Chief Executive Carrie Lam has said that pro-independence slogans cannot be brought into “Civic Square,” a popular protest site at the government headquarters.
The pro-democracy group Civil Human Rights Front marched to the square on Monday. It was joined by several pro-independence groups. Clashes ensued when some protesters attempted to bring pro-independence flags and banners into the square but were blocked by security guards. Three security guards fell to the ground whilst quarrelling with protesters.
Lam expressed “utmost regret” over the injured guards at a regular press conference on Tuesday.
Lam reopened the square for citizens to express their opinions shortly after she took office last year. The square has been closed since July 2014.
“But there are of course rules after government premises are reopened. You can imagine that inside government premises, people are allowed to enter to protest or express their opinions, but they used the government locations to advocate Hong Kong independence – this is unacceptable to the government,” she said.
“So yesterday colleagues from the Administration Wing and the security guards said that these slogans cannot be brought into the East Wing Forecourt – the reason is obvious.”
Last week, the government banned the Hong Kong National Party, citing the Societies Ordinance on the grounds of “national security, public safety, public order, protection of freedom and the rights of others.” It was the first group to be banned using the law after the 1997 Handover.
Posted by 明報即時新聞 on Monday, 1 October 2018
Jimmy Sham, convener of the Civil Human Rights Front, said peaceful marches held by the group are open. He welcomed others to join, although he said the group itself does not support Hong Kong independence.
Sham said the Administration Wing did not give any prior notice that pro-independence activists would be barred from entering the square.

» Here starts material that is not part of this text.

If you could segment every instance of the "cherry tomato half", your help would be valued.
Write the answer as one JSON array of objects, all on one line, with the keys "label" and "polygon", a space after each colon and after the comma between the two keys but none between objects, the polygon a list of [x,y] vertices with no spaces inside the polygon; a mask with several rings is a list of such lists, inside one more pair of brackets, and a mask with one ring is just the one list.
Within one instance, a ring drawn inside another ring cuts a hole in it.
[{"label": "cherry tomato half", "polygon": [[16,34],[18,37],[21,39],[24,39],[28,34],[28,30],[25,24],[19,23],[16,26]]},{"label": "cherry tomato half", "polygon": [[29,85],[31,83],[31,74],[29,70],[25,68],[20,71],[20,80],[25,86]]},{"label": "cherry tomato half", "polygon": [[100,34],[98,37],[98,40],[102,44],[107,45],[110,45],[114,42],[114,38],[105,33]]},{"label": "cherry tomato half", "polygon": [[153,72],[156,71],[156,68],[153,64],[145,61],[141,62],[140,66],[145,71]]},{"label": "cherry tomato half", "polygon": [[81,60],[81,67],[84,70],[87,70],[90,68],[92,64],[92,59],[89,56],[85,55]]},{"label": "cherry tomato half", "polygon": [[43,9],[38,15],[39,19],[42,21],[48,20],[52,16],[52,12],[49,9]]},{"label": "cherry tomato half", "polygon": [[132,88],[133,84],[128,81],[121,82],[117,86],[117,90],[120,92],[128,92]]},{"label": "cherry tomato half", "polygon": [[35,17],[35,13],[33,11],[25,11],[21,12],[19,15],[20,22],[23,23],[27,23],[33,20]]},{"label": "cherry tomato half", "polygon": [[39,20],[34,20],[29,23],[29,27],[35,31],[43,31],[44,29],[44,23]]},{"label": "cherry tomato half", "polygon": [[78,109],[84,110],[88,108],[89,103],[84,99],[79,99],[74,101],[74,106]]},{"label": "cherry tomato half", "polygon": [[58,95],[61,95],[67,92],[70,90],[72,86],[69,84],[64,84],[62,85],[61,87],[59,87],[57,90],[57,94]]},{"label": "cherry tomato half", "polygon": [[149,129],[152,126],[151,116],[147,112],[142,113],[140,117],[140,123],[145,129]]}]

“Even the police, who have been liaising with the Front, did not know the decision by the Administration Wing beforehand,” Sham said.
“It was unusual and unreasonable that the Administration Wing suddenly blocked some marchers from entering Civic Square – it was using power to suppress freedom of speech and assembly, and it was the sole reason for the clash. The Front is disappointed at the incident and expresses sympathy for the injured.”
Sham added that the Front did not clash with the guards, and tried to mediate quarrels.
The Civil Human Rights Front said 1,500 joined the march, whilst the police said there were 1,250 marchers at its peak.
Meanwhile, asked about legislation of the national security law under Article 23 of the Basic Law, Lam said it was a constitutional duty, but the government will only act in a suitable environment.
She said she has heard differing opinions on the national security law from the public, which reflected Hong Kong’s diverse society.